Table 3.
The chessboard procedure used to determine how well a multiplex test performs on samples containing >1 target.
| Pathogen 1 dilution series | Pathogen 2 dilution series |
||||||
|---|---|---|---|---|---|---|---|
| (a) 10−1 | (b) 10−2 | (c) 10−3 | (d) 10−4 | (e) 10−5 | (f) 10−6 | (g) 10−7 | |
| (A) 10−1 | Aa | Ab | Ac | Ad | Ae | Af | Ag |
| (B) 10−2 | Ba | Bb | Bc | Bd | Be | Bf | Bg |
| (C) 10−3 | Ca | Cb | Cc | Cd | Ce | Cf | Cg |
| (D) 10−4 | Da | Db | Dc | Dd | De | Df | Dg |
| (E) 10−5 | Ea | Eb | Ec | Ed | Ee | Ef | Eg |
| (F) 10−6 | Fa | Fb | Fc | Fd | Fe | Ff | Fg |
| (G) 10−7 | Ga | Gb | Gc | Gd | Ge | Gf | Gg |
| (H) 10−8 | Ha | Hb | Hc | Hd | He | Hf | Hg |
A dilution series of the extracted nucleic acid from pathogen 1 and pathogen 2 is made. Using a microtitre plate a volume of each dilution of pathogen 1 is added to each column so that, for example, dilution 1 of pathogen 1 (labelled here as (A)) is present in the first well of each column.
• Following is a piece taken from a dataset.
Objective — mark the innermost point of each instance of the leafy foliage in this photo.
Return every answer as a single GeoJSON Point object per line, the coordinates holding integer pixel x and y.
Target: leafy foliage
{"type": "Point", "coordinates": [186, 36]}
Subsequently an equal volume of each dilution of pathogen 2 is added to each row so that, for example, dilution 1 of pathogen 2 (labelled here as (a)) is present in the first column only. The wells will now contain different concentrations of pathogens 1 and 2 and can be used to assess the multiplex PCR.